With Comcast’s proposed merger with Time Warner Cable, part of the FCC’s concern is plan pricing. Though a Comcast executive couldn’t tell the FCC prices would go down, he did suggests the price hikes would slow. A recent study by the FCC shows that may be necessary, as cable bill pricing outpaced inflation by four-to-one.
Over a 12-month period, cable rates increased four-fold the rate of inflation in the US. The average price of basic cable went up 6.5% to $22.63, while expanded basic service rose to $64.41, a 5.1% jump. Compared to inflation, that’s a massive increase.
Using the Consumer Price Index (CPI) to calculate inflation, the FCC note that over the 12-month study, cable lapped inflation four times. Over 18 months, it was still over double:
These price increases compare to a 1.6 percent increase in general inflation as measured by the CPI (All Items) for the same one-year period. The CPI’s compound average annual rate of growth over the 18-year period was 2.4 percent.

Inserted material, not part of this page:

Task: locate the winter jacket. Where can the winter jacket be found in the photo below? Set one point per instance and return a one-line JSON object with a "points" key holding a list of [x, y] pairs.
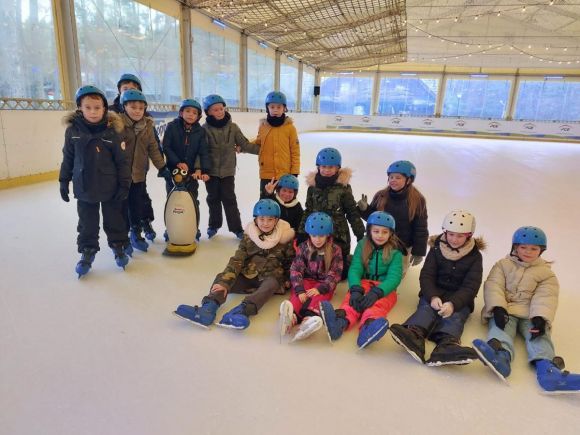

The findings also exclude taxes and other fees, so the actual difference may be more severe. The FCC also appreciated both coaxial and fiber services, and gave both a competitive look as well as one at markets lacking multiple providers.
Companies like Comcast point to the excessive cost of licensing sports programming, but the FCC is likely to disallow that when prompting providers on best practices for protecting the consumer. If anything, this study proves stemming the tide of increasing cable cost is necessary, merger or not.